GAZA (Arrahmah.id) – Lebih dari dua juta warga Palestina di Gaza kini terperangkap dalam bencana kemanusiaan yang semakin parah. Blokade yang dilakukan oleh “Israel” dengan menutup perbatasan dan menghalangi masuknya bantuan telah menyebabkan krisis kelaparan yang mengancam nyawa warga.
Memasuki bulan kedua sejak dimulainya blokade ini, ancaman kelaparan semakin nyata. Pasokan makanan dan bantuan dasar hampir habis, sementara sistem kemanusiaan di Gaza telah runtuh sepenuhnya.
Cindy McCain, Direktur Eksekutif Program Pangan Dunia PBB, menyatakan bahwa programnya telah kehabisan stok pangan di Gaza, dan situasi semakin kritis. Ia memperingatkan bahwa jika “Israel” terus menghalangi bantuan, lebih banyak warga Gaza akan terjerumus ke dalam kelaparan. McCain menyerukan penghentian tembakan dan membuka akses bagi pekerja kemanusiaan untuk segera membantu warga Gaza.

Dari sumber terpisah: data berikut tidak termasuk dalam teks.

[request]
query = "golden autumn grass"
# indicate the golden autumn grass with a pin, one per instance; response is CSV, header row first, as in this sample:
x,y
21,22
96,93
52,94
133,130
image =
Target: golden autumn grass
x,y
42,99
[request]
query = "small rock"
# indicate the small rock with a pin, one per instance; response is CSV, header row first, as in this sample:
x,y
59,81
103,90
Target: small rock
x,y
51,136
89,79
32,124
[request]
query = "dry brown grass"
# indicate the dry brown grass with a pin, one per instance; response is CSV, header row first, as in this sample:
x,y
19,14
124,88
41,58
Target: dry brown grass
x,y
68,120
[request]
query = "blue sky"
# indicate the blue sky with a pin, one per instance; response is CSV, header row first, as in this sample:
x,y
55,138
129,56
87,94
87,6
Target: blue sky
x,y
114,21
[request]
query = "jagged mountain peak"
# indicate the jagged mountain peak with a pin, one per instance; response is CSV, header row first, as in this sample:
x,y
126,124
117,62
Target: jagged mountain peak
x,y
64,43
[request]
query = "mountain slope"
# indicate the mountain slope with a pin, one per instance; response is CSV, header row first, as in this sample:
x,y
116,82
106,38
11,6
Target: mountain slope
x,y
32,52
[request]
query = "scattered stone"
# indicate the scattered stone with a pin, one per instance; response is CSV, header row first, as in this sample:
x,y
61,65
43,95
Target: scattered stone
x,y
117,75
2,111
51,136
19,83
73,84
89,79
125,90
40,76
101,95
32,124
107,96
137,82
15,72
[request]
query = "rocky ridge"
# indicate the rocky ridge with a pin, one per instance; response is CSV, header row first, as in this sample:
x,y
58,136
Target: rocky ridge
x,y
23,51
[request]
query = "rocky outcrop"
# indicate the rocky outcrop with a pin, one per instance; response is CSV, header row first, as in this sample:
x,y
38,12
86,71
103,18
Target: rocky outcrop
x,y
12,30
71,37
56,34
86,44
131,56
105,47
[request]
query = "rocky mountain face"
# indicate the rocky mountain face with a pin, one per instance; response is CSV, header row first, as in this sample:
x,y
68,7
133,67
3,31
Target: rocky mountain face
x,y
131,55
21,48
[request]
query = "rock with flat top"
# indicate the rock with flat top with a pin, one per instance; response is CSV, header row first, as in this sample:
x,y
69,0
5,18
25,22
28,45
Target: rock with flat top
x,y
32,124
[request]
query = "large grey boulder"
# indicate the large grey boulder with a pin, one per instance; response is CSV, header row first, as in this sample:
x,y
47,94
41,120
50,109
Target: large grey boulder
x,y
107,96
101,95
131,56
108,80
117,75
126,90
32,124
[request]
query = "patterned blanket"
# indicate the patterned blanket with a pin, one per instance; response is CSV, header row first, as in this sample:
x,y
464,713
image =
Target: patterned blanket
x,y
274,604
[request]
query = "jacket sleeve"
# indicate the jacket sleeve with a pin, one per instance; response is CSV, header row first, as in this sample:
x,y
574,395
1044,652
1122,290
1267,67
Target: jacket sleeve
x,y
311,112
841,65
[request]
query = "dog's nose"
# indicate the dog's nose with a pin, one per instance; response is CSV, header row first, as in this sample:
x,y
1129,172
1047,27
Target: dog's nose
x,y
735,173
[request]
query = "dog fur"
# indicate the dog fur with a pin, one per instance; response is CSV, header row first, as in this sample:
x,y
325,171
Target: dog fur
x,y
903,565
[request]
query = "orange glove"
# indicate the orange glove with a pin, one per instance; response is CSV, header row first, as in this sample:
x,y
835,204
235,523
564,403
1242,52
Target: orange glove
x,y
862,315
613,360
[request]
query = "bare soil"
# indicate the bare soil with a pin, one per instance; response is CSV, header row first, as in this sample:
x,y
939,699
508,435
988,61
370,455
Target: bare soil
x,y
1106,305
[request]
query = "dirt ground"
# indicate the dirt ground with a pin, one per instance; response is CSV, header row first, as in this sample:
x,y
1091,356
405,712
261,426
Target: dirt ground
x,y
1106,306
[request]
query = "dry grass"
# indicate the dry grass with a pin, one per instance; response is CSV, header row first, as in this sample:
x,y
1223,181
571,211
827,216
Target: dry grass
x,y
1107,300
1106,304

Di tengah tragedi ini, kemarahan meluas di kalangan Palestina dan warga Arab di seluruh dunia, yang menyuarakan kecaman terhadap kebisuan dunia internasional dan ketidakmampuan dunia Arab untuk menyelamatkan Gaza. Mereka mendesak tindakan konkret untuk menekan “Israel” membuka perbatasan dan membiarkan bantuan kemanusiaan masuk sebelum terlambat.
Seorang aktivis, Adham Abu Suleima, melalui platform “X” menulis, “Gaza tercekik kelaparan, sementara dunia hanya diam. Tepung habis, makanan habis, pasar kosong, dan jiwa-jiwa padam. Dua juta orang menunggu sepotong roti atau seteguk air, namun yang mereka temui hanya kematian perlahan. Ini bukan kelaparan, ini adalah pemusnahan.”
Aktivis lainnya, Yusuf Abu Zuraik, menyampaikan kesedihannya, “Apa yang bisa kami katakan kepada kalian? Perut kosong, orang tak bersalah mati kelaparan… Tidakkah seruan mereka menyentuh hati kalian? Tidakkah tergerak hati kalian dengan tangisan anak-anak di bawah reruntuhan?”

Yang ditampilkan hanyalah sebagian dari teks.